Pennsylvania law says that your insurer must offer you insurance, called underinsured motorist (UIM) coverage, in case you are hit by a driver who does not have enough insurance. UIM insurance is part of every auto policy.
You wouldn’t knowingly value your own well-being less than that of a stranger who injures you in an accident. Unfortunately, this happens to many people when selecting underinsured motorist coverage.
Here is a typical example:
You are stopped at a red light and hit from behind.
The person who hit you had the minimum Pennsylvania policy of $15,000.
You carry $50,000 in coverage for people you injure.
You injure your rotator cuff, needing physical therapy, pain injections, and surgery. Your case is worth $100,000 or more.
What happens? The driver who hit you has $15,000. His insurance company says, here you go. Here is $15,000. Have a nice day.

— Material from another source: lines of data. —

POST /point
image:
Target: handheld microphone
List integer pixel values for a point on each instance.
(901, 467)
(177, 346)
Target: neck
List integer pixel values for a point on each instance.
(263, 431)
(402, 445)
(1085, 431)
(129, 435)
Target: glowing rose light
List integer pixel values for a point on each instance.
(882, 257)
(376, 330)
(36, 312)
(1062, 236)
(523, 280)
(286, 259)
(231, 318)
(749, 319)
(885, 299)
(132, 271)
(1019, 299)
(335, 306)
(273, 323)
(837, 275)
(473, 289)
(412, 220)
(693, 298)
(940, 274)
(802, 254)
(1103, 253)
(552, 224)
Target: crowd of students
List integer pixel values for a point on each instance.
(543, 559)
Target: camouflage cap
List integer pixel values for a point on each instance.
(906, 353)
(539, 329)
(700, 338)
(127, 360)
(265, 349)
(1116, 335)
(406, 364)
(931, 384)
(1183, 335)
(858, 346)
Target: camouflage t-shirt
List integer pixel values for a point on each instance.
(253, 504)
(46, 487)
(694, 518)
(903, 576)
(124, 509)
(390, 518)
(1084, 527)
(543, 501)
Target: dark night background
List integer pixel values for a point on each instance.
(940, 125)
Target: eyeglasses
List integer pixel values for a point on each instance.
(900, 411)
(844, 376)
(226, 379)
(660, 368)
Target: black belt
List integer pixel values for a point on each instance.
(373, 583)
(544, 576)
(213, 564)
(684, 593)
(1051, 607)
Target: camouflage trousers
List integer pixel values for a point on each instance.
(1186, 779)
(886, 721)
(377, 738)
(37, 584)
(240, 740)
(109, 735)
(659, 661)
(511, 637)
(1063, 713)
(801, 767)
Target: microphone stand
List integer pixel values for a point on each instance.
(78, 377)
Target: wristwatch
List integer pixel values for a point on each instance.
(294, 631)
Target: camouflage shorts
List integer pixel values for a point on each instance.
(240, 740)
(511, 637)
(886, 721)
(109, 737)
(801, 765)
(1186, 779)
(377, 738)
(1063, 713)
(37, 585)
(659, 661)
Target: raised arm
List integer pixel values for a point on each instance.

You could turn around and claim on your insurance policy’s $50,000 underinsured motorist coverage if you have it, but not everyone has that amount of UIM coverage. Many time, an insurer will offer you a lower premium to have $50,000 in coverage for hitting other people, but only $15,000 if you are injured by an underinsured driver. It is a cheaper policy if you agree to less underinsured coverage.
Why do they do this? If you are trying to collect UIM coverage, that is a lawsuit against your own insurance company. In effect, if they get you to buy lower UIM coverage, then they are reducing the amount of any claims that they have to pay to you as their insured. Check your declaration page or the statement of coverages. If it says that bodily injury coverage is $50,000 then hopefully, it also says underinsured coverage $50,000. If not, then you gave up your rights. At your next renewal investigate your UIM coverage. If you need your policy reviewed, fax or email it to me. I can give you an answer on what it provides.
Know your rights. Don’t sell them for pennies.